Yehonatan Indursky, an Israeli filmmaker who wrote Autonomies with the writer Ori Elon, says the show takes divisions in Israel “to extremes, and tries to show what can happen if we do not wake up and try to find the way to live together and respect one another’s way of life”.
The drama’s protagonist, Broide (played by Assi Cohen), is a Haredi man who moves contraband, smuggling pornography and books banned by the religious authorities into Jerusalem. He is one of a few who crosses between the two sides and is soon caught up in a controversy that could reignite the war.

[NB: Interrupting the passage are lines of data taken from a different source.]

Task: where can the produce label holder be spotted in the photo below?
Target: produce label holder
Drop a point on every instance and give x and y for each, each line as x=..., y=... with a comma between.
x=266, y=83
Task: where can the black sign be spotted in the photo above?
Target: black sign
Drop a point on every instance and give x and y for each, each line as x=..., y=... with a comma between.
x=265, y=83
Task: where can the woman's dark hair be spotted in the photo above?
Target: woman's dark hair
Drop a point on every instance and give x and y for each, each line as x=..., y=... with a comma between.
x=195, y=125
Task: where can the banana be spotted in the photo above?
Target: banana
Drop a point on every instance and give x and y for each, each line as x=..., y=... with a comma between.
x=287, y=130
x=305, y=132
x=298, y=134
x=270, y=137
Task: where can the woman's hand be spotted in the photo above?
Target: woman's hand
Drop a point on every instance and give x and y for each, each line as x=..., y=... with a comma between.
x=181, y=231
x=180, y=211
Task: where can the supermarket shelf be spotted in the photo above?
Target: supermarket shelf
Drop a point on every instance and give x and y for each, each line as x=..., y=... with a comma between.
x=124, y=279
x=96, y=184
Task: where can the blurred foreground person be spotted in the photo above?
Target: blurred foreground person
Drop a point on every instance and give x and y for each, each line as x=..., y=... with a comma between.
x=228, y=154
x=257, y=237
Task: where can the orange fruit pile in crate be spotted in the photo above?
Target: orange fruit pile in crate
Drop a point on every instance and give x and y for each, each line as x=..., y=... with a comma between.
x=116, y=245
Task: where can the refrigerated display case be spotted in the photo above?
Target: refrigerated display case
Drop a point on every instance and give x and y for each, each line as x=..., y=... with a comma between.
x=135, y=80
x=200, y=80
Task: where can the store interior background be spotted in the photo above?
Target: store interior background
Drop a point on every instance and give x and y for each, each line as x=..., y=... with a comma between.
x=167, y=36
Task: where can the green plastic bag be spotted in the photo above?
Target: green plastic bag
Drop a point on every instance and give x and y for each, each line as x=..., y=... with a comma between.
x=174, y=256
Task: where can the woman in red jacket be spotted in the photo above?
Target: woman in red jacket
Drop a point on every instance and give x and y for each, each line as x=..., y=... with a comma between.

The Israeli filmmaker Yehonatan Indursky, pictured, wrote the show with the writer Ori Elon. Photograph: Dpa Picture Alliance/Alamy Stock Photo
The series comes off the back of the writers’ hit Netflix show Shtisel, which received acclaim for sensitively and lovingly portraying Haredi family life, and has been renewed for a third season. Autonomies instead paints a much bleaker scene.
“Autonomies gives a kick in the stomach. And sometimes it is painful and hard to watch,” Indursky said.
What is fascinating for many viewers is how similar the setting of Autonomies appears. Israelis today lament a nation already divided, with the Haredim often living in their own neighbourhoods, women covering their hair with wigs and men wearing black coats and hats.
To secular outcries, ultra-Orthodox politicians have sought to ban public transport and other activities on the Jewish holy day of rest, and outlaw non-kosher food in supermarket chains. They feel their way of life is under threat.
Meanwhile, resentment against them focuses on hefty government stipends given to the community, as many men do not work but study religious texts. Almost half live in poverty.
Indursky grew up in an ultra-Orthodox family in Jerusalem but has not been part of the community for years, although he keeps close links with family and friends. He said he had received two main responses from Israelis to the series, both of which saddened him.
“One possible answer is that this is really not a dystopia but rather a utopia,” he said, adding some viewers backed the idea of separate countries to end seemingly irreconcilable differences.
“The second possible answer is that this is not a dystopia – this is the reality that currently exists in Israel. And in a way, that’s part of what we wanted to show through the series.”
The fissure between secular and ultra-Orthodox communities has already spiralled to the point that it ignited a political crisis this year.